Having received such an education in New York at Yeshiva University High School, I, my schoolmates, and the thousands of others who have been educated in modern Orthodox and yeshiva high schools attest that this is a standard that can be achieved without corrupting one’s religious beliefs.
But many yeshivas in New York right now are failing to provide their students with the necessary general studies education — offering boys just four hours per week of general studies education, and virtually no general studies once those students reach high school. (Education is strictly gender-segregated and most girls receive an education adequate to allow them to work at entry-level jobs.)
That is why I decided to chair the Rabbinical Council at Yaffed, an advocacy group committed to improving educational curricula within ultra-Orthodox schools. Yaffed believes that every child is entitled to a fair and equitable education that is in compliance with the law. Our work involves raising awareness about the importance of general studies education, and encouraging elected officials, Department of Education officials, and the leadership of the ultra-Orthodox world to act responsibly in preparing their next generation for economic sufficiency and broad access to the resources of the modern world.
The Yaffed mission shouldn’t be a controversial one: It is to ensure that all students receive the critical tools and skill sets needed for long-term personal growth and self-sufficient futures.

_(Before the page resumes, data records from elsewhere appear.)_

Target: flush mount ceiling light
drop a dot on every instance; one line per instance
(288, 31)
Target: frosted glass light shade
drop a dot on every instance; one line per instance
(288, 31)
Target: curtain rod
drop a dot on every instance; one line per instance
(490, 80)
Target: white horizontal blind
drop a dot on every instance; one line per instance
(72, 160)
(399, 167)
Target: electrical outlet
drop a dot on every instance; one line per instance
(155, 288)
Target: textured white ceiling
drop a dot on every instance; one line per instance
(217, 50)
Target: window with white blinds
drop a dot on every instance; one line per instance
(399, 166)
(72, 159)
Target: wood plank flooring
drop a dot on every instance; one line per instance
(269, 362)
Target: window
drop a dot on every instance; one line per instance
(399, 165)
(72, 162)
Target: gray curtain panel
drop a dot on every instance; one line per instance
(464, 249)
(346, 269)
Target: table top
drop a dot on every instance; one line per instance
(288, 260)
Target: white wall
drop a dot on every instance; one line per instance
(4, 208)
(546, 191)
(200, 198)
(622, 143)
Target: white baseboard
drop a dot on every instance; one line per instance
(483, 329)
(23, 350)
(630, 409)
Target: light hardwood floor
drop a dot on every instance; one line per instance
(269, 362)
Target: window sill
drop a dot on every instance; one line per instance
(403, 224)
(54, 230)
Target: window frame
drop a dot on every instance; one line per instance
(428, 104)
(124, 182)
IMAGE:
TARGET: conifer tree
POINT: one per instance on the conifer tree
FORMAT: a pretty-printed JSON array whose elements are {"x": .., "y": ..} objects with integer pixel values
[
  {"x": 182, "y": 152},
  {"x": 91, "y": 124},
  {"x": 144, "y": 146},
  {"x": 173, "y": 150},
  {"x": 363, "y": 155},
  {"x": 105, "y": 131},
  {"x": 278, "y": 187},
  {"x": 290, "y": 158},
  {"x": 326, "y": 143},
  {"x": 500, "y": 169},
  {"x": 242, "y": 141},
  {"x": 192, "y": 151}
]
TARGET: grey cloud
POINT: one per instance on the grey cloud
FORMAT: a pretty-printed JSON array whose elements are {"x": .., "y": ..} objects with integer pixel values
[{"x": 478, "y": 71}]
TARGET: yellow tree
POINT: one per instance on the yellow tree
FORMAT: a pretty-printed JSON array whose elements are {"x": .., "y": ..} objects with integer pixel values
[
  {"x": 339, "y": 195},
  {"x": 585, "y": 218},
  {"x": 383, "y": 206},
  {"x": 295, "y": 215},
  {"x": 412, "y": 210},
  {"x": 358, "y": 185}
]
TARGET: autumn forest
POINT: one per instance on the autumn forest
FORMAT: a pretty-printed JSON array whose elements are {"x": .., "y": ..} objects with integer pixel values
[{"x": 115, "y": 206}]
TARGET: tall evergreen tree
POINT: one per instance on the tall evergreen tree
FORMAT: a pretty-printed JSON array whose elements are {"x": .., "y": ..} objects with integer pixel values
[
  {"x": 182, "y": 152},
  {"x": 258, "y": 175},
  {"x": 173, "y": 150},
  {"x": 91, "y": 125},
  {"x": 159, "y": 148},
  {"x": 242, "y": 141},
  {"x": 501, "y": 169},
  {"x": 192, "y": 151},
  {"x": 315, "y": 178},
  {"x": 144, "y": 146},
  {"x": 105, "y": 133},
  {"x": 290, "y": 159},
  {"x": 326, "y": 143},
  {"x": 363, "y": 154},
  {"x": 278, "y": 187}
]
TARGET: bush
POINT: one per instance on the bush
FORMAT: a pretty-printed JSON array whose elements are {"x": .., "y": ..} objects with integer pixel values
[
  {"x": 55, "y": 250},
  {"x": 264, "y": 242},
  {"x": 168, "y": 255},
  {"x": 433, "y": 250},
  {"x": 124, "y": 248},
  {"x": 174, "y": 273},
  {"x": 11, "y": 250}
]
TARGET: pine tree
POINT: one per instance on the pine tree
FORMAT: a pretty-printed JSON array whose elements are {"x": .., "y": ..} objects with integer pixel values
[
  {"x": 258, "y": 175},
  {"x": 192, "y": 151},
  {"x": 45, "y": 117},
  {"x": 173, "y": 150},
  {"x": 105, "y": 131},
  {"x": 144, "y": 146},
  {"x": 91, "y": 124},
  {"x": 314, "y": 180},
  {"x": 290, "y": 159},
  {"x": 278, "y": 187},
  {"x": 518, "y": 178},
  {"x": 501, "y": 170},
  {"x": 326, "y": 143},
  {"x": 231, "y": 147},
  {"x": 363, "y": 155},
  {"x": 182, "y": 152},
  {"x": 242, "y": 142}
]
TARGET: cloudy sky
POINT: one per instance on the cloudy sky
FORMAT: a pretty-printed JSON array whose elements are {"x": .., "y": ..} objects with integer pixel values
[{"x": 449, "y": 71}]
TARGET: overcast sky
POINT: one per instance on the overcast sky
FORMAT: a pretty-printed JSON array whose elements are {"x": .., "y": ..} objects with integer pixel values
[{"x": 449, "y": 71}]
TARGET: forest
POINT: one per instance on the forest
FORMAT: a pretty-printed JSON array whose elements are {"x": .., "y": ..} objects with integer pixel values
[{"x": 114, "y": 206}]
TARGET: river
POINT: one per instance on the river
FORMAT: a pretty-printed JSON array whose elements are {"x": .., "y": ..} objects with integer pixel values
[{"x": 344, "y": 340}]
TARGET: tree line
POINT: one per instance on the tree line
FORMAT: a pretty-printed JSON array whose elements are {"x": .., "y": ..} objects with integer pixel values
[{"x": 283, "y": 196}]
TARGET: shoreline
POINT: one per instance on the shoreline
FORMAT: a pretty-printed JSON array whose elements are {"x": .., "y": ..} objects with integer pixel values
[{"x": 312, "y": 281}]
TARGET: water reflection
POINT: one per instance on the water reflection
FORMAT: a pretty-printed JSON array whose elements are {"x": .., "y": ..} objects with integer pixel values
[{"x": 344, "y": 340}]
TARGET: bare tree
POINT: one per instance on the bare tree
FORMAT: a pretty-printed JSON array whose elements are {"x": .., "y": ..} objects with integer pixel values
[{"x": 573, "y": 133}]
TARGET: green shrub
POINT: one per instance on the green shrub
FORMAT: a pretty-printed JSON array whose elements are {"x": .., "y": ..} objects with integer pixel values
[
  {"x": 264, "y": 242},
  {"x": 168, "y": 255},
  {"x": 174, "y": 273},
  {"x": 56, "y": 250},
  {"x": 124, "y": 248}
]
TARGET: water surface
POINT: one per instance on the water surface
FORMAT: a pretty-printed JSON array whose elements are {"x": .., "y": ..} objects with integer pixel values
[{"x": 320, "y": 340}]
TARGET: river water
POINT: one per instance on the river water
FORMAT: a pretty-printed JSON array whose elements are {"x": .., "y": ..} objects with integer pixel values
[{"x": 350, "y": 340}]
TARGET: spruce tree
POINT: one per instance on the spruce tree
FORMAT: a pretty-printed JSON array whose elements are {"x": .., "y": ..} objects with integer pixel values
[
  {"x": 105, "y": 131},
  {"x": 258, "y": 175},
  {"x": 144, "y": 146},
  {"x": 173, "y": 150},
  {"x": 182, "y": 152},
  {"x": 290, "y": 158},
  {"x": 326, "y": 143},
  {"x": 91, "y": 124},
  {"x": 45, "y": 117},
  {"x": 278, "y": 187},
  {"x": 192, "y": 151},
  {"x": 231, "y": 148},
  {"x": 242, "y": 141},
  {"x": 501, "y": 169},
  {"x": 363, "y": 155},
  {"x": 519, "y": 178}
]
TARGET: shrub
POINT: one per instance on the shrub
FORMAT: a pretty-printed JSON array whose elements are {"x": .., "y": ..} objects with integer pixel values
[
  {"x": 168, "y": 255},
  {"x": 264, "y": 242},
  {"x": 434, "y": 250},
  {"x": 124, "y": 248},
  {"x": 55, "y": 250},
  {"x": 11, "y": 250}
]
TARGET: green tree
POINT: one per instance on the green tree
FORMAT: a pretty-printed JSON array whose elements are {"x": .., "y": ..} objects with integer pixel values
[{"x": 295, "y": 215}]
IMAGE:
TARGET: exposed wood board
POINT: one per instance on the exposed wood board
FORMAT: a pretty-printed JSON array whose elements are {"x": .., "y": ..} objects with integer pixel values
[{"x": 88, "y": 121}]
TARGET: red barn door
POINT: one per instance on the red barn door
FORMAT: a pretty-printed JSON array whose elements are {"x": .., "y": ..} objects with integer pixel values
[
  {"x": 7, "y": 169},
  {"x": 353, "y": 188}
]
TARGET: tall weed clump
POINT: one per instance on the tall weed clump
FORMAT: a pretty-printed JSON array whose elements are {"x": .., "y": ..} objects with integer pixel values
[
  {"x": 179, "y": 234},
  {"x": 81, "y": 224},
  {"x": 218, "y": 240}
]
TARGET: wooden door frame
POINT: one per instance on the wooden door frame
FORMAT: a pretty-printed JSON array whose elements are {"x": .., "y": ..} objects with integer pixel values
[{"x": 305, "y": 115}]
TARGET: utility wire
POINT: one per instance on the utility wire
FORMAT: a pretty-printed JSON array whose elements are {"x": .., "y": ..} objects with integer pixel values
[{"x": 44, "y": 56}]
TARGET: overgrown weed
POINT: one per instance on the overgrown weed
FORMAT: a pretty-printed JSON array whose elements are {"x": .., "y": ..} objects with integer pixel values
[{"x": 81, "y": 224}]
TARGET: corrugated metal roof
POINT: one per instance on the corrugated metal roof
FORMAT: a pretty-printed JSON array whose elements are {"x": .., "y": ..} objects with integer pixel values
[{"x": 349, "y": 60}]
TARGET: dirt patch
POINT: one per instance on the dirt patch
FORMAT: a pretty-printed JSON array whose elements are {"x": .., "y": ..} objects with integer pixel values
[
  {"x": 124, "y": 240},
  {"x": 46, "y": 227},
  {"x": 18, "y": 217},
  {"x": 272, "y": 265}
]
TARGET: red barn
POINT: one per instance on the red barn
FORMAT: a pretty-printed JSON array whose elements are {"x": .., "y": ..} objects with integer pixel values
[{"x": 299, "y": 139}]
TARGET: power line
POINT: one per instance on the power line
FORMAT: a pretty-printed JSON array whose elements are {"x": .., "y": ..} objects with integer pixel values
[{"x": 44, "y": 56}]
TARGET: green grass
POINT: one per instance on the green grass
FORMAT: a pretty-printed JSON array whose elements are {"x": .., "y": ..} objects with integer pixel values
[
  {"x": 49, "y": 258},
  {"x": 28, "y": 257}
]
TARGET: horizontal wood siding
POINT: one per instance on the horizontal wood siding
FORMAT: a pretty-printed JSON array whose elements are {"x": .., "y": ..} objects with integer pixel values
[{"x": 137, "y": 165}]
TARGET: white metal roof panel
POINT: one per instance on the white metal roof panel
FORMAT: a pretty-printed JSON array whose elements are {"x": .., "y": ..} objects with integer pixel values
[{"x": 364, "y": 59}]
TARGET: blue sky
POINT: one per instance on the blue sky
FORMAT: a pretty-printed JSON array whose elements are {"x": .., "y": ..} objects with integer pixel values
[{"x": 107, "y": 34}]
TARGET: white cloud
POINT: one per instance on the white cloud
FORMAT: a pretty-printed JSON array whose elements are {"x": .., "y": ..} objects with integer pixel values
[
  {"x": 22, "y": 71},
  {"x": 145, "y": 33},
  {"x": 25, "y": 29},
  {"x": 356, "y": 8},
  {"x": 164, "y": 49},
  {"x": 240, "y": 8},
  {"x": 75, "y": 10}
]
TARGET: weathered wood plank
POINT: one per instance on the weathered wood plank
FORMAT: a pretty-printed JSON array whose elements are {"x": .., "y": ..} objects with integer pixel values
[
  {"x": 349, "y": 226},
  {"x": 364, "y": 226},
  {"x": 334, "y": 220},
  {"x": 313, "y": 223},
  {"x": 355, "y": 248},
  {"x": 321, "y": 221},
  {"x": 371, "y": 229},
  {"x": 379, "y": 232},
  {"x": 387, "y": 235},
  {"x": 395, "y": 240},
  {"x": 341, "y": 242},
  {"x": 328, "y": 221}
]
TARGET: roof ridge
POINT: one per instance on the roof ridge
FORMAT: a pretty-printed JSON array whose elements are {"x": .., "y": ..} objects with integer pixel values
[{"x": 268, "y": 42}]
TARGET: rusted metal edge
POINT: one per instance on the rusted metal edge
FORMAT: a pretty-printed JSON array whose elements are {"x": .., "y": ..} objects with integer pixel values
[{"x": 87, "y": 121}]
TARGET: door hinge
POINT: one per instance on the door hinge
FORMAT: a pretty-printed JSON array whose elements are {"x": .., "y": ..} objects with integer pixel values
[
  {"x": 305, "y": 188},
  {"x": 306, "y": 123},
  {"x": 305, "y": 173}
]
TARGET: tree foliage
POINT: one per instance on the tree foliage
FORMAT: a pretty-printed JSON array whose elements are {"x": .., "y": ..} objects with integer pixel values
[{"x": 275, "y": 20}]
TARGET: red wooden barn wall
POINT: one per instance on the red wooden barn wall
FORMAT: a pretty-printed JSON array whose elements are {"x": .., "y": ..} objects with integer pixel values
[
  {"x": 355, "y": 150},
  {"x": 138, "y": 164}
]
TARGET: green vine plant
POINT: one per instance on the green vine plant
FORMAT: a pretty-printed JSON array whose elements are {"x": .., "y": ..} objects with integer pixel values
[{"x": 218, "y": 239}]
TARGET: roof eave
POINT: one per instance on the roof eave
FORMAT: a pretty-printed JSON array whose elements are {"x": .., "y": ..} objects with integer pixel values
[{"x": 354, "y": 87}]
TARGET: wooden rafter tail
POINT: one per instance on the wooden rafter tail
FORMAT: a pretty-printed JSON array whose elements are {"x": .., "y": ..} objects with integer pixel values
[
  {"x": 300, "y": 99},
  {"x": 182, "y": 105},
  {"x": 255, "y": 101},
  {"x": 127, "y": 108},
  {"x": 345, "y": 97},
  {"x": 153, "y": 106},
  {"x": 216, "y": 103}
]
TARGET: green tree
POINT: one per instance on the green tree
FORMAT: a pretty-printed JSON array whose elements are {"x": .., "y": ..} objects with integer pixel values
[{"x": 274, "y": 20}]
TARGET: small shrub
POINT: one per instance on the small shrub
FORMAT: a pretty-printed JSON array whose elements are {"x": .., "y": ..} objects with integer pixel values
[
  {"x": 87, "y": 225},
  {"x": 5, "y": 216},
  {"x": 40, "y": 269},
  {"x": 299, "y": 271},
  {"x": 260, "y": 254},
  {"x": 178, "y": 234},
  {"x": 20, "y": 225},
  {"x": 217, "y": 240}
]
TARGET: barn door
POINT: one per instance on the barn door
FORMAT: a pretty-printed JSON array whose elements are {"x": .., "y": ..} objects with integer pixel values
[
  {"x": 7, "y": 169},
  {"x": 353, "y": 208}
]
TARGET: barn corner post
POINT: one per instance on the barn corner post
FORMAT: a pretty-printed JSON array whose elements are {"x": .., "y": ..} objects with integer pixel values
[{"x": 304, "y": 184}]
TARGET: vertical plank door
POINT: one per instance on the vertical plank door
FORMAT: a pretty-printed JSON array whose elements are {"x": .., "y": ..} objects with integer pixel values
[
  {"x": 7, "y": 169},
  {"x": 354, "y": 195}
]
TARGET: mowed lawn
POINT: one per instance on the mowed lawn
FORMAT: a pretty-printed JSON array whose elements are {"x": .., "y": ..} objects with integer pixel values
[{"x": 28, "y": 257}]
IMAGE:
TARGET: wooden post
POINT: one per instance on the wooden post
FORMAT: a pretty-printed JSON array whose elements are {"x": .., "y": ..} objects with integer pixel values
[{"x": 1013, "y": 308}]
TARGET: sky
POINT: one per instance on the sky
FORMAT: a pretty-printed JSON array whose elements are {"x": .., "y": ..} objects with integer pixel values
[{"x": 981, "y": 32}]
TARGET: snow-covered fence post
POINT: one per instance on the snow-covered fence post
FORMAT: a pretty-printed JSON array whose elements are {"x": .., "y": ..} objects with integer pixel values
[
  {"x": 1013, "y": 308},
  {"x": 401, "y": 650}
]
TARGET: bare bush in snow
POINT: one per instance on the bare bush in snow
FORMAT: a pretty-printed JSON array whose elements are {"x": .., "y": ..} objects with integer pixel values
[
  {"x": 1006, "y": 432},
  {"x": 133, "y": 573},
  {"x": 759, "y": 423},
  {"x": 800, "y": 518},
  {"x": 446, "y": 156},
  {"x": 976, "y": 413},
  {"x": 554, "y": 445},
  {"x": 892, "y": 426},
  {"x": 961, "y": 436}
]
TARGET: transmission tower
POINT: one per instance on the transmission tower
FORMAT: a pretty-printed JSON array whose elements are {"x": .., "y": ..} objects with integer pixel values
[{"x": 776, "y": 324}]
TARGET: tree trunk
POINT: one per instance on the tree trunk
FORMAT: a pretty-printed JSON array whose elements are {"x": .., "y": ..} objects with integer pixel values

So why is Yaffed controversial? Because many people in the chasidic community, influenced of course by their leaders, assert that increased attention to general studies will detract from the ultimate value of Torah study. Furthermore, they are concerned that high school general studies will serve as a corruptive influence against their beliefs, and that such study and the world to which that study exposes their children, will invite some of them to defect from the chasidic community.
As a hedge against legally required government oversight and standards, an organized effort by the chasidic communities has advanced claims that this mandated oversight will allow the government to impose any curriculum on their schools, including sex education and advocacy for same-sex acceptance. Remarkably, they have found allies in some secular private schools who have been led by fear to support this inaccurate claim.
I support Yaffed and act on its behalf because I am a Jew, and these illegal and shortsighted policies result directly in tens of thousands of children and families living in poverty and suffering with the demoralizing stresses, loss of dignity, and long-term limitations that are the direct result, for boys, of having finished high school with less than an elementary school-level education. With fewer qualifications to enter the workforce than even the greenest of today’s immigrants, my fellow Jews born and in the care of New York State are being denied the opportunity to earn a dignified living.
Denying Jewish children an economically viable education flies in the face of the Talmud and another 1,000 years of rabbinic rulings mandating that every child receive an education that will allow them to provide for their family adequately and with dignity. Meanwhile, the rapidly escalating dropout rate from the chasidic community can be traced in real measure to this lack of opportunity and institutionalized poverty. Many of these ex-chasidim, often viciously rejected and persecuted by their communities, are being lost to our people.
I support Yaffed and act because I am a citizen of New York State, with a responsibility to break the cycle of poverty for all its citizens. As a citizen, I resist the rapidly increasing social burden from families whose leaders have effectively forced them in large numbers to rely on a social safety net that is designed to lift people out of poverty, not to be abused as a perpetual lifeline.
Finally, I support and act on behalf of Yaffed because I speak for those who are silenced. A great number of families within the chasidic community want their children to receive an education that will position them to rise out of poverty and into opportunity. These voices are silenced by the intense social, religious, and economic consequences visited upon anyone who bucks the party line.
I believe I must act in defense of any Jew who seeks to assert their halachic and moral right to receive the education mandated by a higher authority than the state — Jewish law. Through their reliance and abuse of the social safety net, too many of my fellow Jews, left without recourse, have become the proof of the talmudic dictum, “he does not teach his child a trade teaches him to be a robber.”
The victims are my fellow Jews, my fellow citizens, and the future of tens of thousands of Jewish children.
Elchanan Weinbach is the rabbi of Congregation Shaarey Israel in Montebello. He has been a pulpit rabbi for 13 years, a school head for 15 years, and a consultant, presenter, or scholar in residence in New York, Kansas City, and Florida, and at LimmudLA.